The K-12 National Exhibition usually includes the work of 150 students or roughly ten percent of the total entries.
At the conclusion of each year’s exhibit the whole process is reversed as the work is taken down, repacked and sent back to the schools. The exhibit setup and takedown is hard work but it is also a social event where teachers can share experiences and learn from each other.
The NCECA Exhibits have brought well-deserved recognition to Waterford.
A few of the most memorable awards include the following students. Images of their work are included.
Madeleine Morrill – Scholarship to Kansas City Art Institute- This is a $20,000 award renewable for four years.
Daniel Beck – Honorable Mention, Curators Book Award, Speedball Art Products Potter’s Wheel Award- a potters wheel was shipped directly to his home.
Lauren Groathouse – Ingrid Mahan Foundation Scholarship Award – One of two Mahan scholarships, selected by the scholarship committee, it is a renewable award for direct payment of tuition of $1000 annually for up to four years, with re-qualification by merit of academic standing, a demonstrable commitment to the study of ceramics and significant progress.
Samantha Macfarlane – The Lucy Roy Memorial Scholarship – This $500 award, selected by the scholarship committee, will be for direct payment toward tuition.
Jonathan Perkins – The Jared Branfman Memorial Scholarship, Speedball Art Products Potter’s Wheel Award- a potters wheel was shipped directly to his home.
Other notable awards for Jonathan Perkins:
Scholastic National Silver Portfolio Award and Scholastic Art Magazine Artist of the Month Spotlight- December 2008/January 2009 issue.
Springville Museum of Art – Annual High School Art Show – Outstanding Artist of the Year.

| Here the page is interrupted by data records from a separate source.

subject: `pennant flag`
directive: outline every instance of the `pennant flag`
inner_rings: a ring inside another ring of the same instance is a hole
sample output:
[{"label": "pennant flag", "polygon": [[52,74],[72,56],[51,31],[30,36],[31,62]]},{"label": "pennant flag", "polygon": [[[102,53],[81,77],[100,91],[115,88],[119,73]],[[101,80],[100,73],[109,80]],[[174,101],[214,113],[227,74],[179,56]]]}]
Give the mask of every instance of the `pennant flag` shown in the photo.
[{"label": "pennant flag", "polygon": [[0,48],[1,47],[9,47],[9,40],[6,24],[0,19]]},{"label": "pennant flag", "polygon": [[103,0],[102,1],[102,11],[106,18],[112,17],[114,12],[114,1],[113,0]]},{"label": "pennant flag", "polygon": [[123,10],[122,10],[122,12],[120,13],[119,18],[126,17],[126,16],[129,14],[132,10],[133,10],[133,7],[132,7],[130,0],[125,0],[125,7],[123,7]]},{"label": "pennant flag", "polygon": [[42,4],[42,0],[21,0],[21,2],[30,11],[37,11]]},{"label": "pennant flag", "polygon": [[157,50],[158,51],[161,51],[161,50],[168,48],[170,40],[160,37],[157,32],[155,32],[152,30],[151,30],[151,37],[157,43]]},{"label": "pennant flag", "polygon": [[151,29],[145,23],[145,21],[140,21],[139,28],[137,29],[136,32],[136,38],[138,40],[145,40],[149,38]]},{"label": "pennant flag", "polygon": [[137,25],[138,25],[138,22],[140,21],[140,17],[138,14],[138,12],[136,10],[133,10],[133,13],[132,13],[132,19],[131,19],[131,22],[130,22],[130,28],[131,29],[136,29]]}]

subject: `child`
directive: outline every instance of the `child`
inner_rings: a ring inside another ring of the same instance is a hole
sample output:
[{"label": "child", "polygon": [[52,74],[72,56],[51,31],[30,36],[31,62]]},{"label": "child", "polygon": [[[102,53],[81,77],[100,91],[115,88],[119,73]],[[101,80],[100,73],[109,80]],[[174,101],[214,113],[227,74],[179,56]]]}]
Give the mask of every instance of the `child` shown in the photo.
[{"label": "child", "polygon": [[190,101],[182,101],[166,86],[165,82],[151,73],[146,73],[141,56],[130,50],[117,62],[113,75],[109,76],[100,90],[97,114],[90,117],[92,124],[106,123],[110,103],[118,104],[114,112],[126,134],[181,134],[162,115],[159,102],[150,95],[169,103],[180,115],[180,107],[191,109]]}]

The large format posters NCECA publishes each year display pictures of Waterford student work along with the name of the school.
Helping a student take an idea from concept to completed product is an iterative process of experimentation, failure, success and serendipitous discovery. These are rare opportunities for the iPhone generation to be actively engaged in the creative process all the way from initial concept to finished work. The experience of being a maker is an essential element in education and student development.
Conference attendance provides teachers with exposure to advances in creativity, teaching curriculum and student learning through clay in the contemporary world. Welcoming and innovative events, engaging discourses, and a wide variety of new resources are there to be experienced.
While engaging body and mind in the act of making, clay connects the maker to tactile and cognitive experiences. Ceramic art shapes authentic interactions with one another while connecting us to cultural traditions, knowledge, and innovations.
NCECA has helped me grow as an educator and I am pleased that Waterford will continue to enjoy the benefits NCECA provides our students and teachers as Ms. Stewart continues our long relationship with the K-12 National Ceramic Exhibition Foundation.